Hillary Clinton’s push for a “politics of meaning” culminated in a New York Times Magazine story Michael Kelly wrote, “Saint Hillary.” She appeared on the cover clad in celestial white. Kelly caught her in the act of dreaming, like her husband, about reviving America’s soul while reforming the body politic. What Kelly snidely called “a mix of Bible and Bill Moyers, of New Testament and New Age,” and others called “psychobabble,” sought a 1950s-style suburban stability tempered by the 1960s’ liberating openness. Kelly deemed it moralistic and judgmental, “unintentionally hilarious Big Brotherism.” Burned, Hillary Clinton ignored the episode in her memoirs, and was more cautious in public thereafter, although her 1996 bestseller It Takes a Village raised these issues in a safer, more all-American Mom manner.

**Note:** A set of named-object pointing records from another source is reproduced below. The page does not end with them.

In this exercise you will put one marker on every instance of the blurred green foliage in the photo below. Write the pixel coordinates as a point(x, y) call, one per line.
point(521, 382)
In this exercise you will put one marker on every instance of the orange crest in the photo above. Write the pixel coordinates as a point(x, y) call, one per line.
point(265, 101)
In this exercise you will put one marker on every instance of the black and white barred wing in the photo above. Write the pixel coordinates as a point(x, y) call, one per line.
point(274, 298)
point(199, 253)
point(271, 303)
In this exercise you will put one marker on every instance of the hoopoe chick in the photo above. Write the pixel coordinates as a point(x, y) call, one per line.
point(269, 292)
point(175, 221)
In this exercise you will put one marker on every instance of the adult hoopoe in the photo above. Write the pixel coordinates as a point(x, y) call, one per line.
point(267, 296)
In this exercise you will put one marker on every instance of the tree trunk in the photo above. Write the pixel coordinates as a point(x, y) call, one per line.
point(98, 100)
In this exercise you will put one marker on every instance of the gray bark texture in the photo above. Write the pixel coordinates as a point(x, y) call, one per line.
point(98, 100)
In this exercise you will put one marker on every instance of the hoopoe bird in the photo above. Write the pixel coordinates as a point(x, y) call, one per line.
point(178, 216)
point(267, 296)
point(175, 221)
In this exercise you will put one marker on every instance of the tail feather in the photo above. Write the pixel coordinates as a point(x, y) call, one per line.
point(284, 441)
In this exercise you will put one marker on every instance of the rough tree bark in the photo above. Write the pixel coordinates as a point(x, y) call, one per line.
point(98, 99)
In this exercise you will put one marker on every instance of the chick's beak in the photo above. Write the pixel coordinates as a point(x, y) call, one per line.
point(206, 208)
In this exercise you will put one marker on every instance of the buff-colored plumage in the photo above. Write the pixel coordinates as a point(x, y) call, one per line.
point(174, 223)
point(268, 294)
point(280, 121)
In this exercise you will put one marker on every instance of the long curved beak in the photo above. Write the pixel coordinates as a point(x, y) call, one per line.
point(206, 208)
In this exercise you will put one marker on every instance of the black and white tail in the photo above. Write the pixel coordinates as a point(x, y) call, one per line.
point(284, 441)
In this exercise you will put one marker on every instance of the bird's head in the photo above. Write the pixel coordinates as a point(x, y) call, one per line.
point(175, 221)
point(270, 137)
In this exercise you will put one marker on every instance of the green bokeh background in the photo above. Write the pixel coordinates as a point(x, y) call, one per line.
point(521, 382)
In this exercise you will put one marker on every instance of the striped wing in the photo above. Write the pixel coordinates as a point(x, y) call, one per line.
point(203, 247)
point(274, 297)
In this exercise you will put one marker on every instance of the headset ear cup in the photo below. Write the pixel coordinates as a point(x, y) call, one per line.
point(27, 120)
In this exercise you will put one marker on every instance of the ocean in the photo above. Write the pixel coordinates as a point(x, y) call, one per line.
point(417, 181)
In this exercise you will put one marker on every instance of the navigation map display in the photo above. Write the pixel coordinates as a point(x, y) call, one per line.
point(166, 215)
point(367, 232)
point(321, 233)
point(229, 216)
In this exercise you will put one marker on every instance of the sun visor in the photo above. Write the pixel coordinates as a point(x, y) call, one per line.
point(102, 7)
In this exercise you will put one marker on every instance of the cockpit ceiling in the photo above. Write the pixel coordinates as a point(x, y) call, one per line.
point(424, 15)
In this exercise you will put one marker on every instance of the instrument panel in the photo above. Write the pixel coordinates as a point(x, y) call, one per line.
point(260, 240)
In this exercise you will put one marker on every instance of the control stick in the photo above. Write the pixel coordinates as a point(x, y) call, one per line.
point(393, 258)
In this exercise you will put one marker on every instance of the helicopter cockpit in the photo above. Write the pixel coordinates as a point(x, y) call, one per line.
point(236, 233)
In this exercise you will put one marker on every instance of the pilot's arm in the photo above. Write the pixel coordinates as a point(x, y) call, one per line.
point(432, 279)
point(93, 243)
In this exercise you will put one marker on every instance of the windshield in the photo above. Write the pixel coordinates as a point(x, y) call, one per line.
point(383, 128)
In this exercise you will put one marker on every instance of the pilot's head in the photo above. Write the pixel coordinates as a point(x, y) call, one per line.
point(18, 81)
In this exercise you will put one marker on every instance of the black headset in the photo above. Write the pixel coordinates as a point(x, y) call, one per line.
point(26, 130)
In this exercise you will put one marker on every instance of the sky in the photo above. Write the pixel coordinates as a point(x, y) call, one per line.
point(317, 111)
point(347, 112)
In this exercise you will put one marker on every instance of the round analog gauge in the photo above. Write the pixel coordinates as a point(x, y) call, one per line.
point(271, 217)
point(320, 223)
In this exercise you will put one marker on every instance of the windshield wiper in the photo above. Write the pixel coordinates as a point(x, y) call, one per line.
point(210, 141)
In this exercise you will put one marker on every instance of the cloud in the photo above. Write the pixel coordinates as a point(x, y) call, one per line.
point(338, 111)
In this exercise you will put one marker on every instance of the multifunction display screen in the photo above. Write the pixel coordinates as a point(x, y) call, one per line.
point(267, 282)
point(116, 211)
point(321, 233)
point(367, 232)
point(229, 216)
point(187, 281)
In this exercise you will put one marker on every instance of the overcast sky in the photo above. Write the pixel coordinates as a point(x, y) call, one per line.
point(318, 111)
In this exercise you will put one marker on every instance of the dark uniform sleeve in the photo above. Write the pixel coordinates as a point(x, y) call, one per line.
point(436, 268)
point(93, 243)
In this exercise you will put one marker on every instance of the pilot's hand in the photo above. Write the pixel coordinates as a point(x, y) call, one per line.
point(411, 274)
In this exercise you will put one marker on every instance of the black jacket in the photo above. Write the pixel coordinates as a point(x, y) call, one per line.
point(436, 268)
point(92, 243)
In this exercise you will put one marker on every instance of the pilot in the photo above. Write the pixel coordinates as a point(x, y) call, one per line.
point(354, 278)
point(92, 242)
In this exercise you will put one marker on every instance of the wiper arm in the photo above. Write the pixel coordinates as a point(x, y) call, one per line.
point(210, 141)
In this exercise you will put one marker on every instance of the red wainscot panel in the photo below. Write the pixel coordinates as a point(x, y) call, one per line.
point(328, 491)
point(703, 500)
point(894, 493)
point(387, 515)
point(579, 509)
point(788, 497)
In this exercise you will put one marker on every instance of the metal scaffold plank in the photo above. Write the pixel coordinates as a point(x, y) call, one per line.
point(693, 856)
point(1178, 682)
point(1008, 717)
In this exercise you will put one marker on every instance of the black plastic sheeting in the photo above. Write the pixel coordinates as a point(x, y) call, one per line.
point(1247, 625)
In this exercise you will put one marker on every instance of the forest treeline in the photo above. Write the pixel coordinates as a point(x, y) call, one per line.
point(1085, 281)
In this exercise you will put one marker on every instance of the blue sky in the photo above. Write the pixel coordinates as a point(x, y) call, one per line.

Hillary Clinton must tell her story more proudly. Her ads offered two bios intertwining Hillary’s story with her mother’s. The latest commercials use regular women named Sara, Alexis, Cheryl, and Mindy to support saccharine endorsements of gender equity and easing college loan burdens, amid Hillary’s narration. Viewers glimpse the candidate when she “approves this message” at the end. Only unpopular candidates hide in their own ads. Having first emerged as Bill’s wife, America’s first serious female presidential candidate should not become Dorothy’s daughter—or dodge voters.

Hillary Clinton calls herself “a progressive who likes to get things done.” Hillary’s 1970s, and her Politics of Meaning push, show she has been trying to get things done since her impressively productive twenties. To win in 2016, Hillary Clinton must learn politics 101: If she doesn’t define that defining decade in her life and subsequent moments, her opponents will.